In any event, the inquiry uncovered a can of worms beyond imagining. Many voters attested they had never seen their ballots, didn’t even know they had voted, or explained that they were told, “We know you’re a Democrat, honey, so we’ve marked your ballot for you. Just sign here on the envelope. Thanks, love!” Now, that’s fraud — organized deceit with the intention of influencing an election result. They received an appropriate slap on the wrist, and were forbidden from collecting absentee ballots or serving as poll workers for the remainder of their natural lives and each paid a small fine. After all, who really wanted to throw two 80-year old grandmothers in the slammer?

Which brings us back to the rampant voter fraud that so concerns Secretary of State Gessler and his Republican colleagues. Surely there is the occasional voter who returns two ballots. The widespread reliance on absentee and ‘permanent’ mail ballot instructions opens the door to just such chicanery. I still get ballots for the campaign worker who resided in my basement last year, and I could easily return it at little risk of discovery. When I was working on the monorail project study along I-70, it became apparent that our mountain counties, where second home ownership runs as high as 80 percent, is plagued with ballots mailed to residents in Kansas, California and points beyond. I don’t blame them for desiring a voice on local issues affecting their properties, but are they careful not to vote twice for President — once here and once there?

Who knows? This could be readily checked, but it seems likely that most of these miscreants would prove to be Republicans. Yes, I know that a handful of Democrats own ski condos, but what are the odds, really? In any case, the hound dogs of law enforcement are not baying at their heels. It’s unlikely their votes make much of a difference. If you want to put your finger on the election scales in a 50/50 state like Colorado, you require a strategy that shaves one or two percent off the total vote. That means tens of thousands of ballots — far beyond the reach of the most enterprising amateurs. You need the law on your side. You have to disqualify bunches and bunches those whose opinions you disapprove.

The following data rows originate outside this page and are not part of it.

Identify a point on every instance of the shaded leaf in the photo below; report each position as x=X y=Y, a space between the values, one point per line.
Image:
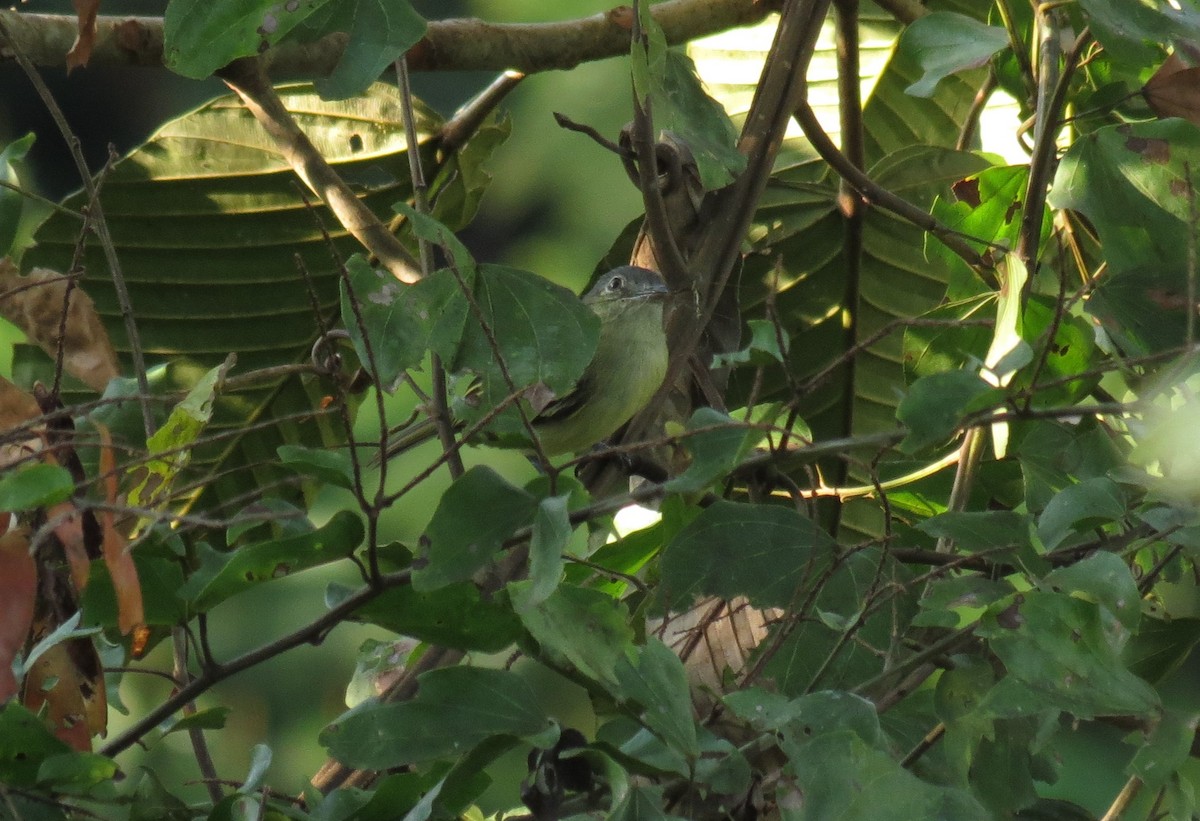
x=199 y=36
x=1084 y=505
x=936 y=405
x=35 y=485
x=583 y=628
x=551 y=533
x=454 y=709
x=18 y=589
x=1063 y=653
x=763 y=552
x=714 y=453
x=222 y=575
x=331 y=467
x=473 y=519
x=451 y=616
x=379 y=34
x=655 y=679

Presto — why not demand voter IDs at the polling place? You, and most of your friends will receive your ballots in the mail, and promptly return them. Who still bothers to actually show up at the polls: the old, the poor, the inattentive and, well, the diverse (you know who I mean). Challenge them! Ironically, when we all still trooped to polling places in our neighborhoods, election judges provided a first rate defense against fraud. They actually recognized you, or would ask questions when they didn’t. This summer we have had a chance to see how these ID laws actually work.

In the Indiana primary, a 90-year old couple that hasn’t driven in ten years — a tip of the hat to their collective good sense — were asked to cast provisional ballots. They had no way to travel to the clerk’s office during the following week to establish their identity so their votes were thrown out. Too bad for Mitt Romney, as it turned out. The Republican County Clerk estimated that for every voter prevented from casting a ballot in error, a hundred legitimately registered voters had also been turned away. He refused to estimate the proportion of these that were Democrats. Want to take a guess? (Here’s a hint: in major urban areas served by mass transit, nearly 20 percent of residents don’t bother with drivers’ licenses).

Miller Hudson lived in North Denver for many years and represented the area in the Legislature for two terms in the late 1970s and early 1980s. He still has his ear to the ground in the neighborhood.